感觉到周围怪异的目光,展昭一把推开他,双目圆睁。“没正经!何况什么?”好奇心杀死猫,该死的他还是想知道。
“我一和大嫂说想见你,大嫂就去找大哥了,所以……”
不用想也知道卢大嫂叉着腰训斥卢方的样子,展昭忍俊不禁。“如此,真是要多谢大嫂了……”
“猫儿……你看你,出来都不知道带把伞。”白玉堂看着他乌黑的发上沾满了雨珠,不满地说道。
“那,你还不是一样?”展昭反唇相讥。
白玉堂眼珠子骨碌碌转了转,一把抓起展昭的手腕,“跟我来!”
不多时,湖边,画舫。
展昭瞪着眼睛看着对面喝酒的白玉堂。
“白玉堂,我知道你非常有钱,可我不知道你居然有钱到这种地步?!”随随便便就能包下一艘画舫?!

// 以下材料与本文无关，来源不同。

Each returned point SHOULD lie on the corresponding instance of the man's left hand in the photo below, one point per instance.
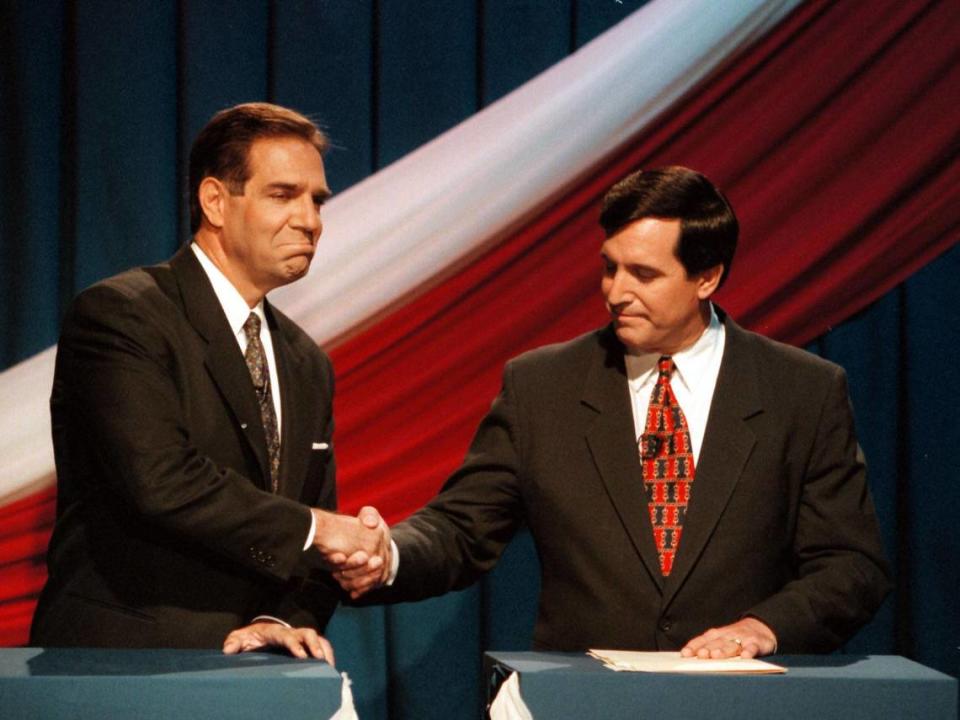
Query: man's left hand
(746, 638)
(299, 642)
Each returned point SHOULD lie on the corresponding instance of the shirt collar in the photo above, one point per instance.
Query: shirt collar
(232, 302)
(691, 362)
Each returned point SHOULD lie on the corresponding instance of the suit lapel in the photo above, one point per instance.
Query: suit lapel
(727, 444)
(223, 358)
(297, 426)
(614, 448)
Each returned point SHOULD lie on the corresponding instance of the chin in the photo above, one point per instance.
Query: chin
(632, 340)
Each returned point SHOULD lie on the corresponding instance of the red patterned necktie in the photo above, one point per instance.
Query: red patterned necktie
(256, 360)
(667, 458)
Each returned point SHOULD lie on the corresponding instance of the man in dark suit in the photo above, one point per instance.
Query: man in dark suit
(192, 424)
(688, 485)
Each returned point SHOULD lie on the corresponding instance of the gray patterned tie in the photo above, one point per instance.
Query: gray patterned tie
(256, 360)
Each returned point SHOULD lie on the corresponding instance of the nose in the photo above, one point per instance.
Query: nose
(307, 218)
(617, 289)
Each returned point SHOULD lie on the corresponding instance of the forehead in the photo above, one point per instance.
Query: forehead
(287, 159)
(648, 240)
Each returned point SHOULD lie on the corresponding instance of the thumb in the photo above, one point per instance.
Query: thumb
(369, 517)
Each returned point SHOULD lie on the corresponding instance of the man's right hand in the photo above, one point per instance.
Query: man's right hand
(360, 544)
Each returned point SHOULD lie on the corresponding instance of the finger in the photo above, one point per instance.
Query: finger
(369, 517)
(750, 650)
(358, 559)
(327, 650)
(337, 558)
(291, 641)
(311, 640)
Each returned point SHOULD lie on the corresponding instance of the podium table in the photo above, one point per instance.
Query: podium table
(163, 685)
(555, 686)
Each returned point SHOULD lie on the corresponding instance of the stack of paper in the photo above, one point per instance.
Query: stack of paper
(624, 660)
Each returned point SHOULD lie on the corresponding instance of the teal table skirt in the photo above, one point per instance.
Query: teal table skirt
(555, 686)
(163, 685)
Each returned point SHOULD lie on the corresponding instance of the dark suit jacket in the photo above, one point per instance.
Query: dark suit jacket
(780, 523)
(166, 532)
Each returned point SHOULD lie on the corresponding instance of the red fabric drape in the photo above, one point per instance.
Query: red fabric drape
(835, 139)
(24, 532)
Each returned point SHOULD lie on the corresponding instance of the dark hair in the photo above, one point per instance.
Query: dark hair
(708, 227)
(222, 147)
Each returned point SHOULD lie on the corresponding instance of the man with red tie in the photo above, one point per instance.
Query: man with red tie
(689, 485)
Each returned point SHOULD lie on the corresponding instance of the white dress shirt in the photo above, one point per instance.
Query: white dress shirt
(237, 312)
(693, 381)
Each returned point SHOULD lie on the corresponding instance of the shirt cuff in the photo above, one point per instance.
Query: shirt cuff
(394, 563)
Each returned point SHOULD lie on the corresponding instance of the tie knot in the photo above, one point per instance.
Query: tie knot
(251, 328)
(665, 366)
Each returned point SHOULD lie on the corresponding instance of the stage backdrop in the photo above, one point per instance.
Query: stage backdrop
(828, 124)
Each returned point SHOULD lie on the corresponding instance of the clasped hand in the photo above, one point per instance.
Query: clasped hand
(357, 550)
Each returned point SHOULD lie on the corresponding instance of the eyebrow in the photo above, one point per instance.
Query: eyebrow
(294, 187)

“你只管吃东西喝酒,别的什么都不要管。”白玉堂笑嘻嘻地拿起酒坛子。
无奈,最终还是无奈,展昭认命地灌下一口女儿红。
“猫儿……这江南的雨,真的是别有风味啊。”白玉堂忽然望向了窗外,淡淡地开口。
“是啊。”展昭笑了笑,低垂了头。
腰间一紧,那人不知道何时欺身上来,灼热的呼吸在自己耳边,性感的嗓音沙哑着问道:“一年……猫儿。一年没见了呢,我好想你。”
双颊滚烫,自己的脸现在一定很红,却还是坚定了点了头:“我也是。”
唇上一暖,那人炽热的吻已经侵入了自己的口腔,灵巧的舌纠缠着自己,怎么也放不开。缓缓地叹息了,伸出双臂抱紧他的肩膀,任由他,将自己贴身的衣物,一一除去。
点点的雨珠打在船身上,朦胧的雾气掩盖了船舱内特有的春光,间或可以听到,伴随着噼里啪啦的雨声,传来阵阵呜咽般的低吟和喘息。